Vets and keepers wanted to do a check so they could confirm that she is a she, check her eyes, ears, tongue and throat, take bloods to make sure is drinking her milk and check that the umbilicus (belly button) is healing properly. During the process keepers covered her eyes with a towel which helped keep her calm.
This lanky youngster was determined by vets to be healthy and strong though it is taking her a bit of time to get used to her long legs. Already she stands 6 feet tall and may grow to be 7 ½ ft tall.
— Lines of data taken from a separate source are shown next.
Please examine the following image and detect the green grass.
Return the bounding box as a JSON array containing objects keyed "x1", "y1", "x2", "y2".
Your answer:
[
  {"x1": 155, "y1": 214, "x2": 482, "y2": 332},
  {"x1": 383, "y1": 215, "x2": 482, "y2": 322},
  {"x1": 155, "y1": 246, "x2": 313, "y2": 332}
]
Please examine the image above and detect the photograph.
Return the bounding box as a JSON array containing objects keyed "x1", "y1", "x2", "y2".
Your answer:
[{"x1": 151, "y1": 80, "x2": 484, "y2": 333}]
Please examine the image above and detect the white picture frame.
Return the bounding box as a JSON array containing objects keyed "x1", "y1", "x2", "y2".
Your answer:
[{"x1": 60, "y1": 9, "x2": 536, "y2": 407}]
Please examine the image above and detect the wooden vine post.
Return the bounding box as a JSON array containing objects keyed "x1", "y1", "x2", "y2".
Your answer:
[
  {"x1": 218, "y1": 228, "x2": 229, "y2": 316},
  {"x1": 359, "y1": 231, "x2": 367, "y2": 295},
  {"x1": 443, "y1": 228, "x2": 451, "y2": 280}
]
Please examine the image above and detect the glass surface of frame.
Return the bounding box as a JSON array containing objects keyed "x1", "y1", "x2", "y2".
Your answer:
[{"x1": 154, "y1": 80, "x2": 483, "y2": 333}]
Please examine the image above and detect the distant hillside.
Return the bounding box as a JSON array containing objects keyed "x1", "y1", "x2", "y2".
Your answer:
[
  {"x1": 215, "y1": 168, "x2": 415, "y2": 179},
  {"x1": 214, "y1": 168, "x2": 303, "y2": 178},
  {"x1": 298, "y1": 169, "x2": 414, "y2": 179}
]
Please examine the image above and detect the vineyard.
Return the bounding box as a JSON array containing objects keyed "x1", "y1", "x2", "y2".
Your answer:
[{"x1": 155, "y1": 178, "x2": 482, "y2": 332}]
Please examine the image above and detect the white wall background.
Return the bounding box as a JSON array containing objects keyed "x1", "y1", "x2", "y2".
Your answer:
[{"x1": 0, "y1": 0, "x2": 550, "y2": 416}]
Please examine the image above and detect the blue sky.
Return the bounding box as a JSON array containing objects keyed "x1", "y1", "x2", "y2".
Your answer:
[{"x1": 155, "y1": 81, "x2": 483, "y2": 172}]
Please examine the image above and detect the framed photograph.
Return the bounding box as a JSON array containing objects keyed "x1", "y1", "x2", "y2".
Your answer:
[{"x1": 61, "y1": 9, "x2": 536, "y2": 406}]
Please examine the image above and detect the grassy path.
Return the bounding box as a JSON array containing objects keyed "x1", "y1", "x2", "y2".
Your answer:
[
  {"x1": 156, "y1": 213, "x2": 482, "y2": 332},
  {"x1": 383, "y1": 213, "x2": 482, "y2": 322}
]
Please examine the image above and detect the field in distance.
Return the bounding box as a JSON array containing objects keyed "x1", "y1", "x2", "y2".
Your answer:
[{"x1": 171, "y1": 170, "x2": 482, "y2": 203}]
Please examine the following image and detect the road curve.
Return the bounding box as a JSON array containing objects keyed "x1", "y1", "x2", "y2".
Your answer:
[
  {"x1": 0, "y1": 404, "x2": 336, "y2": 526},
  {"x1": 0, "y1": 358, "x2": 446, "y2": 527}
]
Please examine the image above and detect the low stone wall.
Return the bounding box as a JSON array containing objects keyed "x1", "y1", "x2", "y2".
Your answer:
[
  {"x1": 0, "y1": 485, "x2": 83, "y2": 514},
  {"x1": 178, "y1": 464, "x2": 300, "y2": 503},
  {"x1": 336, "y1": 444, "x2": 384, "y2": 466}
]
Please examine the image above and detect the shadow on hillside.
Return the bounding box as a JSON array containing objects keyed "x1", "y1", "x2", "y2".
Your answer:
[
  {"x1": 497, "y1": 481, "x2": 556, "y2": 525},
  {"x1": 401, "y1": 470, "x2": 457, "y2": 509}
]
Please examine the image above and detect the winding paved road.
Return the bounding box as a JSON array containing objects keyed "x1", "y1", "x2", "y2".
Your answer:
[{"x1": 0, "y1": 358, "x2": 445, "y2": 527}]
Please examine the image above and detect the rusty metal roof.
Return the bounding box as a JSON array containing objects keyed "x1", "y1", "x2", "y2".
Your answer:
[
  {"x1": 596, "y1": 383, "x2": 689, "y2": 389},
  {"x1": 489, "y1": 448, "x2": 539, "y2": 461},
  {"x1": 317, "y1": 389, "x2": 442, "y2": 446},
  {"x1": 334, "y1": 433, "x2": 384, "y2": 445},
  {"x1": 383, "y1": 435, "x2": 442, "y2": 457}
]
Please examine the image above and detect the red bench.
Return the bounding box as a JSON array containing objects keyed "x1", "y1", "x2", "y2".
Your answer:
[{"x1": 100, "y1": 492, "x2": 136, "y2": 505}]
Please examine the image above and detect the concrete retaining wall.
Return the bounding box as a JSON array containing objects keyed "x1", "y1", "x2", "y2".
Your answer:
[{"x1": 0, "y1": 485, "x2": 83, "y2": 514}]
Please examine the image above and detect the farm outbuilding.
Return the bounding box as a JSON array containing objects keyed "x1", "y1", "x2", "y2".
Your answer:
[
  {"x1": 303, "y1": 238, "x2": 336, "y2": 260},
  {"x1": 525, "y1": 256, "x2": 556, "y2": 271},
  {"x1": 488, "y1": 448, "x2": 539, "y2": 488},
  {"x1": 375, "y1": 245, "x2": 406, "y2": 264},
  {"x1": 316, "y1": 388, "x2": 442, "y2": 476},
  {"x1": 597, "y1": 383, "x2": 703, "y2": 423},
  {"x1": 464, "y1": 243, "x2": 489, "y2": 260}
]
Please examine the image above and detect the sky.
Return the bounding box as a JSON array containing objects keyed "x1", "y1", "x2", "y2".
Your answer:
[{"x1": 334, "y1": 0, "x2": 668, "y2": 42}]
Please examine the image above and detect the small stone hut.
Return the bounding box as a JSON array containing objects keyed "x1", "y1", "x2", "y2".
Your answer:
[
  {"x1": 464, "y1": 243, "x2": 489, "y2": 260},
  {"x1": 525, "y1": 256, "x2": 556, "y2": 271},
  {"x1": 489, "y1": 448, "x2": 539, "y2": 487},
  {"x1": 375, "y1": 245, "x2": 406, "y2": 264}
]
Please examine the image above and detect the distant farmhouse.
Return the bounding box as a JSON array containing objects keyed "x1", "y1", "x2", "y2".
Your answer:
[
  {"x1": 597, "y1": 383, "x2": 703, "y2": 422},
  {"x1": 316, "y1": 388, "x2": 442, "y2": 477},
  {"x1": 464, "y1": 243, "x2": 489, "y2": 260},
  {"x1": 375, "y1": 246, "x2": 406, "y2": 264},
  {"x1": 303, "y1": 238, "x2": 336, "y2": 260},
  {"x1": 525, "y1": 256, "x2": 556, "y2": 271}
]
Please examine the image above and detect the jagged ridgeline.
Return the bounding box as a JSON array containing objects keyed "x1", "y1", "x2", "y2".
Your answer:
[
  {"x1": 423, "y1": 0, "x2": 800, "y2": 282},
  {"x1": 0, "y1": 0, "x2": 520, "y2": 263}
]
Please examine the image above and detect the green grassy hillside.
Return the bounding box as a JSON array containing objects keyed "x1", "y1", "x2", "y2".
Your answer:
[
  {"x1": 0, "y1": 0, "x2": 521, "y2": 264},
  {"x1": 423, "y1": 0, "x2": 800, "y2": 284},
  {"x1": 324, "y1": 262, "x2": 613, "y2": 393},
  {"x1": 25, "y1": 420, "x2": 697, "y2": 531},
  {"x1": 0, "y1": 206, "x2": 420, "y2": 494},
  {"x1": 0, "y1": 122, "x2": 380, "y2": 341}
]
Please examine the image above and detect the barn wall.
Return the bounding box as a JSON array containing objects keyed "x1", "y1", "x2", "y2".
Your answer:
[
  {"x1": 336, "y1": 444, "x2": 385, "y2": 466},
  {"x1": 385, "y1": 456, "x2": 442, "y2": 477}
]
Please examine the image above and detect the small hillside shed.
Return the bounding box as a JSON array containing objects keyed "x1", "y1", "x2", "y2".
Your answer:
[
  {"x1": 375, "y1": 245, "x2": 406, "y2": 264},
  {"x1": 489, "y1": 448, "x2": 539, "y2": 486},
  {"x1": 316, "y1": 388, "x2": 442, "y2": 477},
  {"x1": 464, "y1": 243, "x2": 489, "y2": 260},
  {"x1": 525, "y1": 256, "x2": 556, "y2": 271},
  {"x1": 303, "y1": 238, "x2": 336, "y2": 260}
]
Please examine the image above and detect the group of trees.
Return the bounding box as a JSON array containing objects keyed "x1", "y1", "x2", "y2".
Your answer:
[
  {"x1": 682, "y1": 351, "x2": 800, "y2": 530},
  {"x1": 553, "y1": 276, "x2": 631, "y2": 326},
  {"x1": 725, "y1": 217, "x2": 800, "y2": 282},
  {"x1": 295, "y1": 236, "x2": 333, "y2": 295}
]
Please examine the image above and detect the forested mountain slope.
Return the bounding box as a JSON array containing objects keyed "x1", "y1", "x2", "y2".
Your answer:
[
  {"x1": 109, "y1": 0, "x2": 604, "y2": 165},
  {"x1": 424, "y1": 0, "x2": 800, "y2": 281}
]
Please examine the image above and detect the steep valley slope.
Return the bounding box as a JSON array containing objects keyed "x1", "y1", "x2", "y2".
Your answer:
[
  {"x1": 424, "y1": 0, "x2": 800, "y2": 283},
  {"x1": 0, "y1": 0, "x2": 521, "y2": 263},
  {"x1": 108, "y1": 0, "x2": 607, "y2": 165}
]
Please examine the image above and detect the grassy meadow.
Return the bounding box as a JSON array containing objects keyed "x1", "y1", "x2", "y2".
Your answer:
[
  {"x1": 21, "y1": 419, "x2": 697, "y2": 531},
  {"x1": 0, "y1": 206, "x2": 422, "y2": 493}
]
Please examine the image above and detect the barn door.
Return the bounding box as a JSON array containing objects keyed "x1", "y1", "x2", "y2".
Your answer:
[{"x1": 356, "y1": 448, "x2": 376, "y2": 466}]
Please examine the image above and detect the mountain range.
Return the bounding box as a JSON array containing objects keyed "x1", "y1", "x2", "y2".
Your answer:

Doting mother Bahati and the calf enjoyed a stroll around their paddock following the exam. The calf even spent some time interacting with dad Silver through the fence as he in a separate paddock while the calf bonds with mum. Once it is strong enough they will join the rest of the herd.
Bahati’s labour took three hours and happened on exhibit with zoo guests witnessing her first minutes. Immediately it began to bond with mum and she helped the calf to its feet for the first time.This is Bahati’s 11th calf and she is now on exhibit in the zoos Urban Jungle habitat.
Masai giraffes are also known as Kilimanjaro giraffes. They are the tallest animals on earth and one of the most populous giraffe sub-species. This doesn’t mean they are incredibly common though with numbers in Kenya and Tanzania having dropped from 140,000 during the late 1990s to just 80,000 today. Competing with livestock for resources and habitat loss has put severe strain on the giraffe population.